Beyond the gauge/absolute trap, three errors come up regularly. First, mixing up the kPa/bar/atm group — they are similar but not identical, and a 1% error compounds in pressure-vessel design. Second, using psi when bar is meant in European specifications (a 200 psi pump is very different from a 200 bar pump).

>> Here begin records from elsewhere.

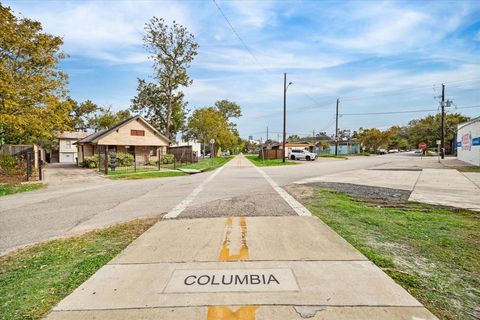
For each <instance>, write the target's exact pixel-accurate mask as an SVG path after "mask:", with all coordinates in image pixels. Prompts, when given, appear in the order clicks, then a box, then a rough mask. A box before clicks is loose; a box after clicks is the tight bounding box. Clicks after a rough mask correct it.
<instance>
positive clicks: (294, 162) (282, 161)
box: [245, 155, 298, 167]
mask: <svg viewBox="0 0 480 320" xmlns="http://www.w3.org/2000/svg"><path fill="white" fill-rule="evenodd" d="M245 157H246V158H247V159H248V160H250V162H252V163H253V164H254V165H256V166H257V167H270V166H285V165H287V166H288V165H292V164H298V163H297V162H293V161H289V160H287V159H285V162H283V161H282V159H271V160H262V158H260V157H259V156H256V155H248V156H245Z"/></svg>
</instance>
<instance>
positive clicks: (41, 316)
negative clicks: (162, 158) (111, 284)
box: [0, 218, 158, 320]
mask: <svg viewBox="0 0 480 320" xmlns="http://www.w3.org/2000/svg"><path fill="white" fill-rule="evenodd" d="M156 221H158V218H150V219H143V220H135V221H132V222H128V223H124V224H120V225H117V226H113V227H110V228H107V229H102V230H98V231H93V232H90V233H87V234H85V235H82V236H79V237H74V238H69V239H61V240H53V241H49V242H46V243H42V244H38V245H35V246H33V247H30V248H27V249H23V250H20V251H18V252H16V253H12V254H9V255H6V256H3V257H0V319H2V320H7V319H8V320H15V319H41V318H43V317H44V316H45V315H46V314H47V313H48V312H49V311H50V310H51V308H52V307H53V306H55V305H56V304H57V303H58V302H59V301H60V300H62V299H63V298H64V297H66V296H67V295H68V294H69V293H71V292H72V291H73V290H74V289H75V288H77V287H78V286H79V285H80V284H82V283H83V282H84V281H85V280H87V279H88V278H89V277H90V276H91V275H92V274H94V273H95V272H96V271H97V270H98V269H99V268H100V267H102V266H103V265H105V264H106V263H107V262H108V261H110V260H111V259H112V258H113V257H114V256H116V255H117V254H118V253H119V252H120V251H121V250H123V249H124V248H125V247H126V246H127V245H128V244H129V243H131V242H132V241H133V240H134V239H136V238H137V237H138V236H139V235H141V234H142V233H143V232H145V231H146V230H147V229H148V228H149V227H150V226H152V225H153V224H154V223H155V222H156Z"/></svg>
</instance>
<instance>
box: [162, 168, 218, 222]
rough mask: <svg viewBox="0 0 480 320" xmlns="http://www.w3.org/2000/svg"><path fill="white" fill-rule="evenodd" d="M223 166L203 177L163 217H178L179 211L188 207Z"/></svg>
mask: <svg viewBox="0 0 480 320" xmlns="http://www.w3.org/2000/svg"><path fill="white" fill-rule="evenodd" d="M223 168H225V166H221V167H220V168H218V169H217V170H216V171H215V172H214V173H213V174H212V175H211V176H209V177H208V178H207V179H205V180H204V181H203V182H202V183H200V184H199V185H198V186H197V187H196V188H195V189H193V191H192V193H190V194H189V195H188V196H187V197H186V198H185V199H183V201H182V202H180V203H179V204H177V205H176V206H175V208H173V209H172V210H170V211H169V212H168V213H167V214H166V215H165V218H167V219H172V218H176V217H178V215H179V214H180V213H182V212H183V210H185V208H187V207H188V205H189V204H190V203H191V202H192V201H193V200H194V199H195V198H196V197H197V195H198V194H199V193H200V192H202V190H203V188H204V187H205V185H206V184H207V183H209V182H210V181H212V179H213V178H215V176H216V175H217V174H219V173H220V172H221V171H222V170H223Z"/></svg>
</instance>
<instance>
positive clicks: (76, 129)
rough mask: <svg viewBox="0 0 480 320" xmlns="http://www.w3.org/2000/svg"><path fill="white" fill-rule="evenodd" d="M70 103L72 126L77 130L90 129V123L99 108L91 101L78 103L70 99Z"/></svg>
mask: <svg viewBox="0 0 480 320" xmlns="http://www.w3.org/2000/svg"><path fill="white" fill-rule="evenodd" d="M68 101H69V102H70V104H71V105H72V111H71V112H70V117H71V121H72V124H71V126H72V127H73V128H74V129H76V130H85V129H88V128H89V123H90V122H91V121H92V118H93V117H94V115H95V113H96V112H97V111H98V110H99V107H98V106H97V105H96V104H95V103H93V102H92V101H90V100H86V101H84V102H82V103H78V102H77V101H75V100H73V99H72V98H69V99H68Z"/></svg>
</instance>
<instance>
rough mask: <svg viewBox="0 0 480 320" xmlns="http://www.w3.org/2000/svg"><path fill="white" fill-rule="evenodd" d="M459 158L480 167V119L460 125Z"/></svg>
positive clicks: (461, 159)
mask: <svg viewBox="0 0 480 320" xmlns="http://www.w3.org/2000/svg"><path fill="white" fill-rule="evenodd" d="M457 158H458V159H459V160H462V161H464V162H467V163H470V164H473V165H476V166H480V117H477V118H475V119H472V120H470V121H468V122H465V123H460V124H459V125H458V127H457Z"/></svg>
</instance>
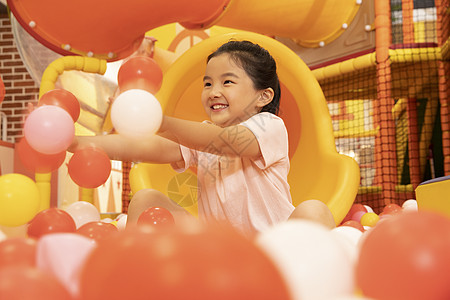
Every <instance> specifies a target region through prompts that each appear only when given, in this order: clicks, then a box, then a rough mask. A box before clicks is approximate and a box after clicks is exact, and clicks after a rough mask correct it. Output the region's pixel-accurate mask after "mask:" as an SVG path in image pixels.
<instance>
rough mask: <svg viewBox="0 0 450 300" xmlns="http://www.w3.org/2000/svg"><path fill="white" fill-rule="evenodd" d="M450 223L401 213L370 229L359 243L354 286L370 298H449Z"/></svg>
mask: <svg viewBox="0 0 450 300" xmlns="http://www.w3.org/2000/svg"><path fill="white" fill-rule="evenodd" d="M449 253H450V219H449V218H448V217H446V216H444V215H441V214H438V213H433V212H420V211H419V212H415V213H413V212H405V213H403V214H398V215H395V216H392V217H391V218H388V219H386V220H383V221H382V222H380V223H379V224H377V226H375V227H373V228H372V229H371V230H370V231H369V232H368V233H366V234H365V237H364V238H363V240H362V243H361V249H360V255H359V260H358V262H357V264H356V279H357V285H358V287H359V288H360V289H361V290H362V292H363V294H364V295H365V296H367V297H371V298H374V299H387V300H390V299H392V300H393V299H408V300H419V299H428V300H437V299H450V285H449V284H448V274H449V272H450V255H449Z"/></svg>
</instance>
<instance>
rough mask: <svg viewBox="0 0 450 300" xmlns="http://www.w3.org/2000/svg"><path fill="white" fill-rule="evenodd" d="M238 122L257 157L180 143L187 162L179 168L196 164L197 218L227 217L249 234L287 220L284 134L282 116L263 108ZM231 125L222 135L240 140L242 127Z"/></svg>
mask: <svg viewBox="0 0 450 300" xmlns="http://www.w3.org/2000/svg"><path fill="white" fill-rule="evenodd" d="M240 125H242V126H245V127H247V128H248V129H250V130H251V131H252V132H253V134H254V135H255V137H256V138H257V140H258V143H259V147H260V149H261V153H262V155H261V157H259V158H257V159H250V158H241V157H239V156H221V155H216V154H212V153H208V152H202V151H197V150H193V149H189V148H186V147H184V146H180V147H181V153H182V156H183V160H184V163H185V166H184V168H183V169H177V171H178V172H182V171H184V170H186V169H187V168H189V167H191V166H194V167H196V168H197V179H198V197H197V198H198V214H199V218H200V219H203V220H206V221H213V220H214V221H215V220H218V221H226V222H229V223H231V224H232V225H233V226H234V227H235V228H237V229H238V230H240V231H241V232H243V233H244V234H253V233H255V232H260V231H264V230H265V229H266V228H268V227H270V226H271V225H273V224H276V223H279V222H281V221H285V220H287V218H288V217H289V216H290V214H291V213H292V211H293V210H294V206H293V205H292V199H291V195H290V191H289V184H288V182H287V176H288V173H289V156H288V150H289V145H288V134H287V130H286V127H285V125H284V122H283V120H282V119H281V118H279V117H277V116H275V115H273V114H271V113H267V112H264V113H259V114H256V115H254V116H252V117H251V118H250V119H248V120H247V121H245V122H243V123H241V124H240ZM233 128H235V129H236V130H234V131H232V130H231V129H230V131H229V132H225V134H228V135H232V136H233V137H234V138H236V139H239V128H241V127H240V126H236V127H233ZM241 130H242V128H241ZM239 143H242V144H244V145H245V143H246V141H245V140H241V141H239ZM211 147H213V146H211ZM212 152H214V153H220V149H217V151H214V150H213V151H212Z"/></svg>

Third, ignoring temperature effects on gas pressure. The ideal gas law tells us pressure changes by about 1% per 3 °C at constant volume. A tire inflated to 220 kPa on a cold morning will read 240+ kPa after an hour of highway driving in summer. This is normal, not a leak signal.

History of the pascal

The pascal was named in 1971 by the 14th General Conference on Weights and Measures (CGPM), three centuries after Blaise Pascal's death. Before that, the SI used the unwieldy unit "newton per square metre." The honour reflects Pascal's pioneering work on hydrostatics, his demonstration that air has weight, and his discovery of the principle that fluid pressure transmits equally in all directions.

Standard atmospheric pressure was fixed at exactly 101.325 kPa by the 10th CGPM in 1954, replacing earlier values rooted in mercury column measurements. The choice gives a round value of 760 mmHg and 760 Torr, simplifying calibration tables that had been in use since the 18th century.

FAQ

Multiply by 0.145038. So 100 kPa = 14.50 psi, 200 kPa = 29.0 psi (typical car tire). Reverse: psi × 6.89476 = kPa.
1 atm = 101.325 kPa exactly. This is the standard atmosphere, defined by the 10th CGPM in 1954. It also equals 760 mmHg, 14.696 psi, and 29.9213 inHg.
1 bar = 100 kPa exactly. Bar is convenient because 1 bar ≈ 1 atm (off by 1.3%). Bar is widely used in European industry and meteorology but is not an SI unit.
Gauge pressure is measured above atmospheric — a tire gauge reads zero in open air. Absolute pressure includes atmospheric. Conversion: P_absolute = P_gauge + 101.325 kPa (at sea level). Tire pressure of 220 kPa gauge = 321 kPa absolute.
Multiply mmHg by 0.133322. So 120/80 mmHg = 16.0/10.7 kPa. Most medical literature still uses mmHg for historical reasons, but kPa is the SI standard.
For nearly all uses, yes. 1 mmHg ≈ 1 Torr — they differ by only 0.000015%. Torr is defined as exactly 1/760 of an atm; mmHg is defined by the pressure of a 1 mm column of mercury at standard gravity. The microscopic difference rarely matters.
Most passenger cars run at 200 to 240 kPa (30–35 psi, 2.0–2.4 bar). The recommended pressure is printed on a sticker inside the driver's door. High-performance cars and trucks can require 280–350 kPa.
Pressure drops by roughly 12 kPa per 1,000 m of altitude near sea level. At 5,500 m (typical airline cruising), atmospheric pressure is about 50 kPa — half of sea level. Mt Everest summit: roughly 33 kPa.